Social Media Qua Non

So now we’ve got Social Media. It is the bell what ringeth out glory on high. As is the want for cohesion in every industrial tribe, marketers (and IT folks of course) have their lexical totems. Social Media—how about I just call it, like, Social, k?—is the totem of the moment.

Great. Social rocks. It does. But it’s not there yet. Because we’re not there yet.

McLuhan suggested that ‘we become what we behold’ and ‘we shape our tools and thereafter they shape us.’ When tools change incrementally, they are merely extensions of a given set of models and metaphors. Computers are incremental innovations that fit perfectly in the 350 or so year old models and metaphors that shape our collective worldview. However, when tools change radically, they create new models and metaphors. The printing press, it can be argued, presaged the enlightenment.

Our tools appear to be changing radically at present. The tools are no longer linear machines that are easily described using enlightenment models. Social tools cultivate organic structures that are non-linear and non-deterministic. They look like neural nets. It is said that the 20th century belonged to physics and the 21st will belong to biology. The models and metaphors suggested by the networked tools we’re increasingly beginning to use look like biology.

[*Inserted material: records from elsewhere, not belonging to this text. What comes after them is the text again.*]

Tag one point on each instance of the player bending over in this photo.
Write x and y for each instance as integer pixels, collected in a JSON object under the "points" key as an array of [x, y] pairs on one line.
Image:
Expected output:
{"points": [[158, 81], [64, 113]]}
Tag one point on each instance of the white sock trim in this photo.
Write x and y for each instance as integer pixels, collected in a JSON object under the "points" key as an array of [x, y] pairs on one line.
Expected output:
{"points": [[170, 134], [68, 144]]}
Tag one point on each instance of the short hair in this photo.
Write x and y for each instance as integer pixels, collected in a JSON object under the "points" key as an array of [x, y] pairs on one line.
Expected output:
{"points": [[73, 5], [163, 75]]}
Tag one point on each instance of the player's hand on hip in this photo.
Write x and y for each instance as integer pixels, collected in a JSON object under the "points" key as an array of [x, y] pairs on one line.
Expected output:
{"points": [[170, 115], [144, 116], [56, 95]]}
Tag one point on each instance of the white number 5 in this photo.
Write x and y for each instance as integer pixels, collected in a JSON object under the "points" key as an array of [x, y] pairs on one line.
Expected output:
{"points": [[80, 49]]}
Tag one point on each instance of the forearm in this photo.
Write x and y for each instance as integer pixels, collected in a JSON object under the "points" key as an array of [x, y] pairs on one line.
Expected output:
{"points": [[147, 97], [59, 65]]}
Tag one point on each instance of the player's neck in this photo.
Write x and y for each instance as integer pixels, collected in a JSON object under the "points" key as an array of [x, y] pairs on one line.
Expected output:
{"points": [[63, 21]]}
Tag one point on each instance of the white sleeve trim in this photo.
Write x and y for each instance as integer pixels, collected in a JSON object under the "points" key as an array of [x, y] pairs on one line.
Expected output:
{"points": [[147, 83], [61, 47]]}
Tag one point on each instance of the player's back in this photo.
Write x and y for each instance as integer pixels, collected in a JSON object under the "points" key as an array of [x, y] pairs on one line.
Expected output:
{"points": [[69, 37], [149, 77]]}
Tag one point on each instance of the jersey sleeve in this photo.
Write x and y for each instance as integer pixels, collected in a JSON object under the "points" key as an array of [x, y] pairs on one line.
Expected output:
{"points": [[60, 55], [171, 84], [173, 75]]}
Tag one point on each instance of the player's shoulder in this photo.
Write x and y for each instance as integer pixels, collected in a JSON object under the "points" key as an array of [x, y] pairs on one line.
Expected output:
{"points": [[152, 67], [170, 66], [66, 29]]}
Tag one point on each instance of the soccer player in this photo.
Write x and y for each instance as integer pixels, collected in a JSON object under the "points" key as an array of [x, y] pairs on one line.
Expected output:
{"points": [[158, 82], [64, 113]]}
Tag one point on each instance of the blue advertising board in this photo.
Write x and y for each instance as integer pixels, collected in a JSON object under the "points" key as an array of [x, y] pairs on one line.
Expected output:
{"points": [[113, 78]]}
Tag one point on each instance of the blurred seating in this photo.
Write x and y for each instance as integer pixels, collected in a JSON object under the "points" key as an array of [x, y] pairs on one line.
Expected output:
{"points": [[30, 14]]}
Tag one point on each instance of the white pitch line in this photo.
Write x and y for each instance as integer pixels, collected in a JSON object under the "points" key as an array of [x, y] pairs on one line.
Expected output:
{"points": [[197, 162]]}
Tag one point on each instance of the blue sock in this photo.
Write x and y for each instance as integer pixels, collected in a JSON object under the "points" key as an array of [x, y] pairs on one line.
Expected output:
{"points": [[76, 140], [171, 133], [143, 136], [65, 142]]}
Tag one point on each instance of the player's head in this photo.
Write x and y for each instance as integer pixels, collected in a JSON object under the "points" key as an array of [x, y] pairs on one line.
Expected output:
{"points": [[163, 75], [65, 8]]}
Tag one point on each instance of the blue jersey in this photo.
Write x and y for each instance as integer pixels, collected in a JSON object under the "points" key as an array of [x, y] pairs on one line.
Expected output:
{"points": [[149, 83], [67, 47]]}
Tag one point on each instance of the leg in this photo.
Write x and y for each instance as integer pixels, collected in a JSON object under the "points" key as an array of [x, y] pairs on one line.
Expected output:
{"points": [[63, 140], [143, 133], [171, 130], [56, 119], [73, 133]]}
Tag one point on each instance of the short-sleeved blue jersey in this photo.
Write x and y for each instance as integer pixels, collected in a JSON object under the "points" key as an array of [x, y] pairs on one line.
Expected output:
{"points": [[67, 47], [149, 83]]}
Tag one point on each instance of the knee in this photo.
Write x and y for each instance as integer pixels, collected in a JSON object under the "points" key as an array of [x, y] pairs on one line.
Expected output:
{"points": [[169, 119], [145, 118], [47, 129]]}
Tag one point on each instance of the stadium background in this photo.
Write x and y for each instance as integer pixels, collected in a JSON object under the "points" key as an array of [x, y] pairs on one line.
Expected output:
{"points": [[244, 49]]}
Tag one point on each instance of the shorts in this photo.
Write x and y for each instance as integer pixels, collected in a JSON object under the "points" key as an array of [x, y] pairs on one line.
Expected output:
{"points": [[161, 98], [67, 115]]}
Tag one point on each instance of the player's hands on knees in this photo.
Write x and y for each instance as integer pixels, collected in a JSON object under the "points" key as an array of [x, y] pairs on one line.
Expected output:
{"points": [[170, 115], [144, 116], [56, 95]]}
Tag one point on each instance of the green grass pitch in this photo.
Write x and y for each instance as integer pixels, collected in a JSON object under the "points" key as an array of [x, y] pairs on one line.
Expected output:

They suggest new possibilities for all kinds of structures.

In “Fluid Concepts and Creative Analogies“, Douglas Hofstadter describes a sophisticated computer program that solves word puzzles in a manner that much more accurately represents the way a human would solve them. The structure of the program is not the traditional top-down hierarchical approach. Instead, it is modeled on a biological cell.

The structural model of the corporation can be informed by these metaphors. Management structures will be transformed. The interface between business and consumer will be transformed. The consumer experience will be transformed. The political structure of the relationship between the market, the communications culture and the consumer will be transformed.

Social Media is one of another in the set of tools starting with the computer network that have commenced this process. But they’re just the tools. We have to transform ourselves. We are as geese in bottles and it’s time to free ourselves. As Thomas Kuhn said of scientific revolution, it often requires 20 years for the generational change to transpire that allows a new model to assert itself. This is because those who have spent their lives in service of the old paradigm are loath to allow it to depart. Our current economic milieu—”The Great Disruption” as Scott Anthony puts it—may be hastening this process.